Der XII. Zivilsenat des Bundesgerichtshofs hat am 7. Januar 2015
beschlossen:
Auf die Rechtsbeschwerde des weiteren Beteiligten zu 2 wird der
Beschluss der 3. Zivilkammer des Landgerichts Chemnitz vom
15. Juli 2014 aufgehoben.
Die Sache wird zur erneuten Behandlung und Entscheidung, auch
über die Kosten des Rechtsbeschwerdeverfahrens, an das Landgericht
zurückverwiesen.
Das Verfahren der Rechtsbeschwerde ist gerichtsgebührenfrei.

Gründe:

I.
Die im Jahre 1960 geborene Betroffene leidet an einer hochgradigen Intelligenzminderung
mit Verhaltensstörung. Sie steht seit 1993 unter einer umfassenden
Betreuung. Von 1995 bis Ende Oktober 2012 war die Unterbringung
der Betroffenen in einer geschlossenen Einrichtung durch das Betreuungsgericht
genehmigt.
Im Februar 2012 zog die Betroffene in ein neu geschaffenes Behindertenzentrum,
in dem es offene und geschlossene Wohngruppen gibt. Jedenfalls
seit Ende 2012 lebt die Betroffene dort in einer offenen Wohngruppe. Von
20.00 Uhr bis 6.00 Uhr wird die Tür zur Wohngruppe allerdings verschlossen,
weil die Bewohner sich bei versehentlichem Verlassen verirren und selbst
gefährden könnten. Auch in diesem Zeitraum können die Bewohner sich an eine
Aufsichtsperson wenden, die ihnen die Tür öffnet. Befindet sich die Aufsichtsperson,
die noch für eine weitere Wohngruppe zuständig ist, nicht auf der
Station, haben die Bewohner die Möglichkeit, einen Notrufknopf zu bedienen.

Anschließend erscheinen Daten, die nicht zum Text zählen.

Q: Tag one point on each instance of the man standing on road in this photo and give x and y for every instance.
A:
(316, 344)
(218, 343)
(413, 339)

Innerhalb einer Zeitspanne von maximal 30 Minuten wird ihnen die Tür des
Wohngruppenbereichs geöffnet.
Der Betreuer der Betroffenen hat beantragt, die Unterbringung der Betroffenen
über Oktober 2012 hinaus zu genehmigen. Das Amtsgericht hat dies
abgelehnt, weil für eine solche Entscheidung kein Bedarf bestehe. Insbesondere
stelle das nächtliche Abschließen der Tür weder eine Unterbringung noch
eine unterbringungsähnliche Maßnahme dar. Die vom Verfahrenspfleger der
Betroffenen eingelegte Beschwerde hat das Landgericht zurückgewiesen.

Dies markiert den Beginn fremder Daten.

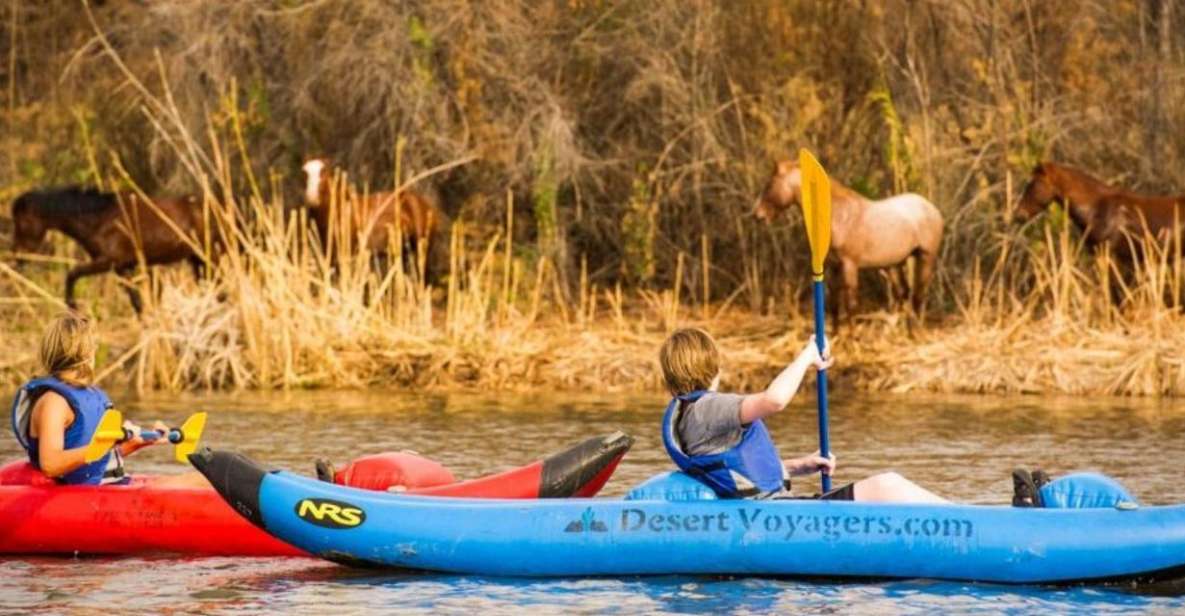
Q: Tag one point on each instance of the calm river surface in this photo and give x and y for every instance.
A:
(960, 447)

Mit seiner zugelassenen Rechtsbeschwerde macht der Verfahrenspfleger
weiter geltend, es liege eine freiheitsentziehende und daher genehmigungsbedürftige
Maßnahme vor.

II.
Die Rechtsbeschwerde ist aufgrund der Zulassung durch das Beschwerdegericht
gemäß § 70 Abs. 1 FamFG statthaft (vgl. Senatsbeschluss vom
7. Mai 2014 - XII ZB 540/13 - FamRZ 2014, 1285 Rn. 8) und auch im Übrigen
zulässig. Insbesondere ergibt sich die Beschwerdebefugnis des Verfahrenspflegers
aus § 335 Abs. 2 FamFG.
Die Rechtsbeschwerde hat auch in der Sache Erfolg. Sie führt zur Aufhebung
der angegriffenen Entscheidung und zur Zurückverweisung der Sache
an das Beschwerdegericht.
1. Dieses hat seine Entscheidung wie folgt begründet:
Die Vorschrift des § 1906 Abs. 1 BGB gehe von einem engen Unterbringungsbegriff
aus. Entscheidendes Kriterium für eine zivilrechtliche freiheitsentziehende
Unterbringung sei die nicht nur kurzfristige Beschränkung der persönlichen
Bewegungsfreiheit auf einen bestimmten Lebensbereich. Auch im Rahmen
des § 1906 Abs. 4 BGB würden nur solche Maßnahmen erfasst, deren
Auswirkungen denen der Unterbringung vergleichbar seien.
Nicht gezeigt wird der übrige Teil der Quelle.